Further, we analyzed the expression of functional EPOR and its antagonists, truncated (EPOR-T) and soluble EPOR (EPOR-S), in rHuEPO-treated MCF-7 cells and other breast cancer cell lines. The presence of EPOR-S was not confirmed, despite previous reports of its presence in MCF-7 cells.32 We found no association between the expression of EPOR (EPOR or EPOR-T) and the breast cell invasiveness. There were no significant differences in the level of EPOR expression between cell lines and its expression in a particular cell line did not correlate with its invasiveness, ESR, PGR or HER2 status (Figure 5).

Interestingly, we show here that rHuEPO can slightly up-regulate the expression of the functional EPOR, but has no effect on EPOR-T. The up-regulation of functional EPOR is very fast, it happens after 8 min of rHuEPO (50 U/ml) stimulation.

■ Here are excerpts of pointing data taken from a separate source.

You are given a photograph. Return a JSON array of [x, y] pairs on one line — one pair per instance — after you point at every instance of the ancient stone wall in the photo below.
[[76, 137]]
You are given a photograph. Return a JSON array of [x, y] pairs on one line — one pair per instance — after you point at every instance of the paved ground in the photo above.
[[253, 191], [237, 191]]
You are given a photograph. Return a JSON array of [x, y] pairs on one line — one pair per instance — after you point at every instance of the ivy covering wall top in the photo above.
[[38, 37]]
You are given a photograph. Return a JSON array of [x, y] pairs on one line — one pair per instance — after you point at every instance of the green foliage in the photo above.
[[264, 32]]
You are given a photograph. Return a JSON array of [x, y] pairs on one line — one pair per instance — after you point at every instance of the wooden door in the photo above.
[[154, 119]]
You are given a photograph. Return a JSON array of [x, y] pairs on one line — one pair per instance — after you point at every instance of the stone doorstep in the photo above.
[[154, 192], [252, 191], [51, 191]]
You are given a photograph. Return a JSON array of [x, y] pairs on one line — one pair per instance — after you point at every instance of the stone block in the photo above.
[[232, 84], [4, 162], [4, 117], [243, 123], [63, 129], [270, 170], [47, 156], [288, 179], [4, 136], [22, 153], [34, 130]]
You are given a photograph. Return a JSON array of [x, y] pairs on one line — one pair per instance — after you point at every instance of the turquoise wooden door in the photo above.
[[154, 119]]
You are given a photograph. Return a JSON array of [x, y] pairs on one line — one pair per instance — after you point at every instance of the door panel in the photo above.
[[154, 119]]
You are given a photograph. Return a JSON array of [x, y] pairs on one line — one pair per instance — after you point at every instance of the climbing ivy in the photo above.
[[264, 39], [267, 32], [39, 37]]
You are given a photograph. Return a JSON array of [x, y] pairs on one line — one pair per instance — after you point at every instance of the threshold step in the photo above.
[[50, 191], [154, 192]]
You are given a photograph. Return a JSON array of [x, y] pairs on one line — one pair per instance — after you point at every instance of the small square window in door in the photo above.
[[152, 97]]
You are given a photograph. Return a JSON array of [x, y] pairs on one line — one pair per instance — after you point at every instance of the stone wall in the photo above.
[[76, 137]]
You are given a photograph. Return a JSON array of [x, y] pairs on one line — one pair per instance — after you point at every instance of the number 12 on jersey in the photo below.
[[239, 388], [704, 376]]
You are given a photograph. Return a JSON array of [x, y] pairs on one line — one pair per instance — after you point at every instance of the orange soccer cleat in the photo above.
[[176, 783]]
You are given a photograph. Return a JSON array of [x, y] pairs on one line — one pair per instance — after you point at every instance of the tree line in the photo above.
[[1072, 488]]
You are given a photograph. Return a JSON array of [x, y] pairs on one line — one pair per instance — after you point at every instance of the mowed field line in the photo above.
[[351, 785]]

The addition of 50 U/ml rHuEPO to the long-term pretreated cells (5 U/ml rHuEPO) did not have any additional influence on the EPOR expression levels. It seems the expression is slightly elevated throughout whole long-term treatment (Figure 3). Our results indicate that rHuEPO stimulation regulates the expression of EPOR but not EPOR-T in MCF-7 cells as indicated previously.33 Finally, the analysis of EPOR mRNA levels in a panel of breast cancer cell lines suggests that the pattern of EPOR (functional and EPOR-T) expression does not correlate with the invasiveness of breast cancer cell lines (Figure 5).

Conclusions

Our study confirmed the functionality of EPOEPOR signaling pathways in MCF-7 cells, indicating time- and concentration-dependent rHuEPO effects on cell proliferation. The 5 U/ml (physiological) rHuEPO concentration was shown to have an opposite effect on cell proliferation after 10 weeks versus 72 hours of treatment, most probably due to cell line sensibilization. Furthermore, two EPOR isoforms were confirmed, full-length functional EPOR and truncated EPOR-T, showing different expression profile upon rHuEPO treatment. The observed expression profiles are not correlated with the invasiveness of analyzed breast cancer cell lines.